BCR-ABL, the protein product of the t(9;22) translocation in chronic myelogenous leukemia (CML), is a deregulated tyrosine kinase. Tyrosine kinases connect with docking proteins to transfer growth signals to downstream effectors and, eventually, to transcription factors that then modify gene expression patterns and change a cell's behavior. BCR-ABL signals through PI3kinase, STAT5, and Ras to stimulate myeloid stem and progenitor cells to proliferate abnormally. But these excess myeloid progenitors continue to differentiate to mature blood cells during the chronic phase of CML.

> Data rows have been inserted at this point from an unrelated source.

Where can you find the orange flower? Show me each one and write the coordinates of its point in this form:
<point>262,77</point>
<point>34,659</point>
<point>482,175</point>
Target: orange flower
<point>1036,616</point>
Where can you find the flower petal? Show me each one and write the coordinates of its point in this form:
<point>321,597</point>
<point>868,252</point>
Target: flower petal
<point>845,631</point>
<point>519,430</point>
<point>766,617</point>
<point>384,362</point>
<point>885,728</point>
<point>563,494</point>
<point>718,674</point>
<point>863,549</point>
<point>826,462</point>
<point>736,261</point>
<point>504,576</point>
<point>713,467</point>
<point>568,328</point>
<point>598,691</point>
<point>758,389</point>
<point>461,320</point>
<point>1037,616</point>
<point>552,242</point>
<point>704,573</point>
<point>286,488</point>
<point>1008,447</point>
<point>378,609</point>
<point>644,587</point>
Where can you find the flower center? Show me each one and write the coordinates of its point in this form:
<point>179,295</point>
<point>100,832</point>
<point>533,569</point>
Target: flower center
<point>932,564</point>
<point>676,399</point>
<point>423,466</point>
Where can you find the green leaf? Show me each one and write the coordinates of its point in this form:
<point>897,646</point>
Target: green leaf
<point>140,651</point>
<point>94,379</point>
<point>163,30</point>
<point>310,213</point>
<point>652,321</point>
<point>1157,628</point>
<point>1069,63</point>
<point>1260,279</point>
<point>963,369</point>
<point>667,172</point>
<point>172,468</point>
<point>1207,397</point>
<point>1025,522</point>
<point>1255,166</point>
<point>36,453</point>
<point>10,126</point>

Unfortunately, CML terminates in a blast crisis in which the myeloid progenitors no longer differentiate but rapidly proliferate as a refractory acute leukemia. The additional molecular lesions besides the t(9;22) that lead to blast crisis are not well defined. Dorsey and colleagues (page 1388) provide evidence that Gab2 may be one such molecular lesion in blast crisis. Gab2 is a docking protein that transfers the BCR-ABL signal to the Erk MAP kinase downstream effectors. Erk MAP kinase is known to mediate terminal myeloid differentiation, yet its activity is conspicuously absent in CML blast crisis cells. Inducible overexpression of Gab2 in blast crisis cell lines stimulates their growth arrest and terminal differentiation. This overexpression can activate promoters that are known end results of the Erk MAP kinase pathway, further implicating Gab2 in mediating gene expression changes in myeloid differentiation in BCR-ABL–positive cells.
Several intriguing questions are raised by this study. Is Gab2 activity consistently missing in primary CML blast crisis leukemia cells? If so, what are the mutations that lead to its decreased activity? Gab2 may be involved in cryptic translocations, or there may be inactivating point mutations acquired in Gab2 during transformation to blast crisis. Finally, would blast crisis acute leukemias, notoriously difficult to treat, respond to a therapy that restores Gab2 activity?